Every webhook delivery is logged by the platform, giving you full visibility into what was sent and how the receiving system responded. Each delivery record includes:

  • Event type — Which event triggered the delivery.
  • Request payload — The full JSON body that was sent.
  • Response status code — The HTTP status code returned by the receiving system.
  • Response body — The response content returned by the receiving system.
  • Retry count — How many times the delivery was attempted if the initial attempt failed.
  • Success or failure — Whether the delivery was ultimately successful.

This delivery log is invaluable for debugging integration issues. If a webhook is not working as expected, you can review the delivery history to see whether the request was sent, what the payload looked like, and how the receiving system responded.

GitHub-Compatible Payload Format

Bosca Git webhooks use a payload format that is compatible with GitHub's webhook payloads. This compatibility is intentional — it means the large ecosystem of tools, libraries, and services that already work with GitHub webhooks can integrate with Bosca Git with minimal effort.

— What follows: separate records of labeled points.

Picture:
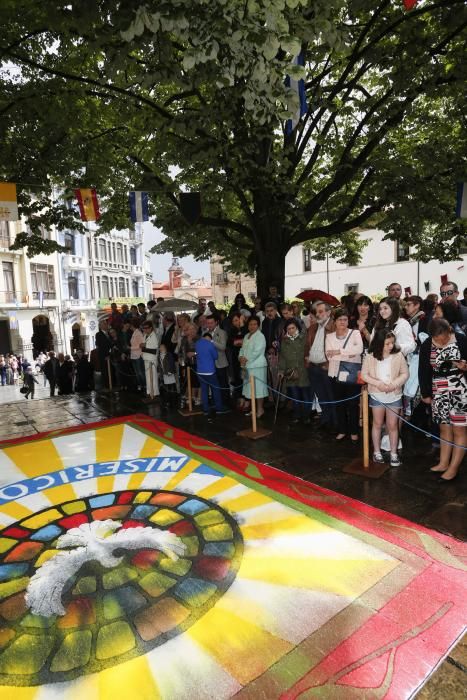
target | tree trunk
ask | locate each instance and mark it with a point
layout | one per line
(270, 271)
(271, 247)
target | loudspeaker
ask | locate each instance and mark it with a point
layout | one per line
(190, 206)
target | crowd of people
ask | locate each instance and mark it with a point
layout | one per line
(410, 351)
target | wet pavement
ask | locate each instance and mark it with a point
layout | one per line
(410, 491)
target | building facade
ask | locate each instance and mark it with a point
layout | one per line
(182, 285)
(382, 262)
(30, 297)
(55, 301)
(226, 285)
(97, 271)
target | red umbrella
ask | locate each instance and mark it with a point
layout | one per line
(318, 295)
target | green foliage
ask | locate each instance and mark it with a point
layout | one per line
(347, 249)
(190, 95)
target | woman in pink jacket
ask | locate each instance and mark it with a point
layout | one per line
(344, 349)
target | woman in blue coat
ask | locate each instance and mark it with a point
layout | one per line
(253, 359)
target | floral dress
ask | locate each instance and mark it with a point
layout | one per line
(449, 403)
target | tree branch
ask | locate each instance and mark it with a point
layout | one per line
(90, 81)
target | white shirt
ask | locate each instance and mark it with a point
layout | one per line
(317, 355)
(383, 373)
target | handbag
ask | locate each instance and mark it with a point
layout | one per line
(291, 375)
(348, 371)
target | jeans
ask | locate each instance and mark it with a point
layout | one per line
(348, 412)
(223, 382)
(321, 385)
(138, 366)
(299, 393)
(210, 381)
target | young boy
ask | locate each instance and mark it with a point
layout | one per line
(206, 356)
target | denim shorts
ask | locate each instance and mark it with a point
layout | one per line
(374, 403)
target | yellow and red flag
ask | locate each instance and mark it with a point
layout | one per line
(88, 204)
(8, 202)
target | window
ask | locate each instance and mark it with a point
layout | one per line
(105, 287)
(70, 242)
(8, 281)
(73, 292)
(42, 280)
(402, 252)
(4, 235)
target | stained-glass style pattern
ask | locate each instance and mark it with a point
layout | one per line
(281, 590)
(113, 615)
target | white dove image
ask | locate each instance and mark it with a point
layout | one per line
(96, 541)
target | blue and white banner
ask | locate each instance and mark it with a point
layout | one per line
(139, 210)
(298, 86)
(461, 208)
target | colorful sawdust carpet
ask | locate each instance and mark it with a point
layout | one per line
(137, 561)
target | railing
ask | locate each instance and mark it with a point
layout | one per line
(12, 297)
(45, 295)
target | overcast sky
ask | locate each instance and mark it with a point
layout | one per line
(161, 263)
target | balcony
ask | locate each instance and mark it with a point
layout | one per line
(45, 295)
(12, 297)
(6, 241)
(79, 304)
(71, 260)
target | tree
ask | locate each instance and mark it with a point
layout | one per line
(190, 95)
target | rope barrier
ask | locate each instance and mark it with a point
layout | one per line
(321, 403)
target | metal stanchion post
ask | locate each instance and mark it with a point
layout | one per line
(190, 411)
(255, 433)
(362, 466)
(109, 372)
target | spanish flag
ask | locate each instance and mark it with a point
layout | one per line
(88, 204)
(8, 203)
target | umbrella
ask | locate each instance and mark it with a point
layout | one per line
(175, 305)
(318, 295)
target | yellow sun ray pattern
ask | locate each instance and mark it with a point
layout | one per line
(292, 578)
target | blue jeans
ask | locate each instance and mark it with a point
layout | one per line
(321, 385)
(138, 366)
(210, 381)
(298, 394)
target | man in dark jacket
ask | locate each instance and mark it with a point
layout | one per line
(50, 371)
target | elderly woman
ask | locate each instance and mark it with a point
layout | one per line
(292, 369)
(252, 359)
(344, 348)
(442, 374)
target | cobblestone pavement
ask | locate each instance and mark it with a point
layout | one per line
(409, 491)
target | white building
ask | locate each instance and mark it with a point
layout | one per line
(53, 301)
(30, 317)
(382, 262)
(97, 271)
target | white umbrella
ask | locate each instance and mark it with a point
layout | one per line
(175, 305)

If your team already uses tools that consume GitHub webhook events — CI/CD platforms, Slack bots, deployment automation, security scanners — there is a good chance they will work with Bosca Git webhooks by simply pointing them at your Bosca instance instead of GitHub.

Common Use Cases

Webhooks are a general-purpose integration mechanism. Here are some of the most common ways teams use them:

Triggering External CI/CD

While Bosca Git includes built-in CI/CD pipelines, some teams prefer to use external CI systems like Jenkins, CircleCI, or Buildkite. A push webhook can trigger builds in these systems whenever code is pushed. The external CI system processes the build and can report status checks back to the repository.

Chat Notifications

Connect push, pull request, and review events to Slack, Microsoft Teams, or Discord to keep your team informed in the channels where they already communicate. When a PR is opened, a review is submitted, or a pipeline fails, the relevant channel gets an automatic notification.

Deployment Automation

Use tag creation webhooks to trigger deployment workflows. When a release tag is pushed, the webhook notifies your deployment system, which pulls the tagged version and deploys it to the target environment. Combined with branch protection on the main branch, this creates a controlled release pipeline.

Audit Logging

Send all Git events to a centralized logging or SIEM system for compliance and security auditing. Every push, branch creation, PR merge, and permission change is captured as a webhook delivery, providing a complete audit trail that lives outside the platform itself.

Custom Integrations

Build your own integration endpoints that respond to Git events. Update a project dashboard when PRs are merged. Notify stakeholders when changes land in a release branch. Synchronize repository state with an external project management tool. Webhooks give you a real-time event stream that you can process however your workflow requires.

Webhooks are configured per repository. If you need the same webhook on many repositories, consider automating the setup through the platform API rather than configuring each one manually.